Assim, o contribuinte brasileiro deveria declarar a participação societária detida na entidade estrangeira e informar o custo de aquisição, tal como preconizado no art. 4° da Lei n° 13.254/2016 combinado com o art. 25, § 3° da Lei n° 9.250/95. Por ocasião da devolução em razão da extinção, se houvesse valor superior aquele informado em sua declaração de bens e direitos, promover-se-ia o recolhimento do ganho de capital na forma do artigo 21 da Lei nº 8.981, de 1995, com a redação dada pela Lei nº 13.259, de março de 2016 [as alíquotas variam entre 15% (até R$ 5 milhões) e 22,5% (mais de R$ 30 milhões)]. Esta é a posição do CARF no precedente que colaciono:
“Assunto: Imposto sobre a Renda de Pessoa Jurídica – IRPJ
Ano-calendário: 2007
REDUÇÃO DE CAPITAL. ENTREGA DE BENS E DIREITOS DO ATIVO AOS SÓCIOS E ACIONISTAS PELO VALOR CONTÁBIL. SITUAÇÃO AUTORIZADA PELO ARTIGO 22 DA LEI Nº 9.249 DE 1995. PROCEDIMENTO LÍCITO.
Os artigos 22 e 23 da Lei nº 9.249, de 1995, adotam o mesmo critério tanto para integralização de capital social, quanto para devolução deste aos sócios ou acionistas, conferindo coerência ao sistema jurídico.
O artigo 23 prevê a possibilidade das pessoas físicas transferir a pessoas jurídicas, a título de integralização de capital social, bens e direitos pelo valor constante da respectiva declaração ou pelo valor de mercado.
O artigo 22, por sua vez, prevê que os bens e direitos do ativo da pessoa jurídica, que forem entregues ao titular ou a sócio ou acionista, a título de devolução de sua participação no capital social, poderão ser avaliados pelo valor contábil ou de mercado.

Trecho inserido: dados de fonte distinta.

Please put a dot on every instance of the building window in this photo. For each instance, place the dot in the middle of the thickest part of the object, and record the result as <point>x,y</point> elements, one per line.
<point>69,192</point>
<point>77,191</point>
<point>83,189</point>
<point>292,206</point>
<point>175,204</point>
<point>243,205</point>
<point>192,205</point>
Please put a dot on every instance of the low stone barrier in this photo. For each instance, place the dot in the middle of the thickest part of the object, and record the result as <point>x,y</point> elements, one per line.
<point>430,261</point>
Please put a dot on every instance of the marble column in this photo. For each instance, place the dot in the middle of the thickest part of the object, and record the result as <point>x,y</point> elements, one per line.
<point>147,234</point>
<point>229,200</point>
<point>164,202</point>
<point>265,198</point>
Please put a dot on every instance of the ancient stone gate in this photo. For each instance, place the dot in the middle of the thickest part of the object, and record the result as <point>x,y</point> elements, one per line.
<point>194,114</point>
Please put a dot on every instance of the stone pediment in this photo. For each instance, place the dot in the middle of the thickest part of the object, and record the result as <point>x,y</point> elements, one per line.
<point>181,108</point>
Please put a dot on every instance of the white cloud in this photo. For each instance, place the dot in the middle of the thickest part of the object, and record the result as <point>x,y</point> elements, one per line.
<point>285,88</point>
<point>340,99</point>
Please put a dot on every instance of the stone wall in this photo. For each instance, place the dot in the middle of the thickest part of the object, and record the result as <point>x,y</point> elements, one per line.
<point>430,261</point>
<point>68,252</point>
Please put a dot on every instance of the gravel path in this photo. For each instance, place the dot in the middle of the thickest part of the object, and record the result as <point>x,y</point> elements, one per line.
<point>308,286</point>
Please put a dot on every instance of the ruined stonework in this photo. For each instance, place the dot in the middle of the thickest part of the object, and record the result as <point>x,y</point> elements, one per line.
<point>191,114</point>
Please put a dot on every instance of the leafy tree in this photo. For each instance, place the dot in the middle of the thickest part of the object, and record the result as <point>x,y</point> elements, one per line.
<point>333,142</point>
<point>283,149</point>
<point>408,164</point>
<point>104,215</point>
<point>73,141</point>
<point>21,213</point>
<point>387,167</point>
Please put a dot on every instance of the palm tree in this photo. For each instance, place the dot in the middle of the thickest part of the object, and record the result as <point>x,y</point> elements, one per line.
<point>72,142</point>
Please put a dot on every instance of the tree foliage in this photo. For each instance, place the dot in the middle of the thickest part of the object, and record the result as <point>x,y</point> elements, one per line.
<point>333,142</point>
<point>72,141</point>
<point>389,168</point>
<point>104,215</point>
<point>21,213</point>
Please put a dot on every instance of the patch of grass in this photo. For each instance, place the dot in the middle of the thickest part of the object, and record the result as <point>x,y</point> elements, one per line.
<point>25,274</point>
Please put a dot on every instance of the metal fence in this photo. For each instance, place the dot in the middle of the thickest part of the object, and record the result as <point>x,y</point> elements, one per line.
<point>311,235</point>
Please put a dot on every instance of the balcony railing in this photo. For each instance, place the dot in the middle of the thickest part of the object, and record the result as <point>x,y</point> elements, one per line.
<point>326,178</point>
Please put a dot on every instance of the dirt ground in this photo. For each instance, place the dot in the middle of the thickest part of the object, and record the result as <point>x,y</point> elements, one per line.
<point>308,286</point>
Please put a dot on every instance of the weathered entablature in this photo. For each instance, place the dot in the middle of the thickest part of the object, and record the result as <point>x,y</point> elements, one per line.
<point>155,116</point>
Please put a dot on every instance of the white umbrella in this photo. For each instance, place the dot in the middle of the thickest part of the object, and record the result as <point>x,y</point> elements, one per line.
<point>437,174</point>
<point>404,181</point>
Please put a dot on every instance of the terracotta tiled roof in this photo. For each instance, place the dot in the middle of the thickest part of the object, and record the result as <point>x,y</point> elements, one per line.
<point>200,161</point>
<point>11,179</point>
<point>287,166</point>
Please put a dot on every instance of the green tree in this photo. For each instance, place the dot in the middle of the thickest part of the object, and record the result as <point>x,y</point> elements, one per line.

Quando os bens, tanto na integralização quanto na devolução de participação no capital social, forem entregues/avaliados por montante superior ao que consta da declaração da pessoa física ou valor contábil da pessoa jurídica, a diferença a maior será tributada como ganho de capital (Inteligência dos artigos 22, § 4º e 23, § 2º, da Lei nº 9.249, de 1995).
Não seria lógico exigir ganho de capital quando os bens e direitos fossem entregues pelo valor de mercado na integralização de capital social e não se admitir a devolução destes, aos acionistas, pelo valor contábil.” (Acórdão 1402-001.477, de 09.10.2013).
Pensar de forma diversa, seria desconsiderar por completo a legislação acima transcrita, criando uma regime de tributação até então inexistente no ordenamento jurídico que tem origem não na lei, conforme preceitua o artigo 150, I da Constituição, mas da mente criativa do fisco. Além de subverter a legalidade tributária, a interpretação da Receita Federal cria um ambiente de insegurança e incerteza que se imaginava ter sido suplantado pelo Regime Especial de Regularização Cambial e Tributária (RERCT). Esse sim emanado pelo único poder competente para criar tributo, o parlamento.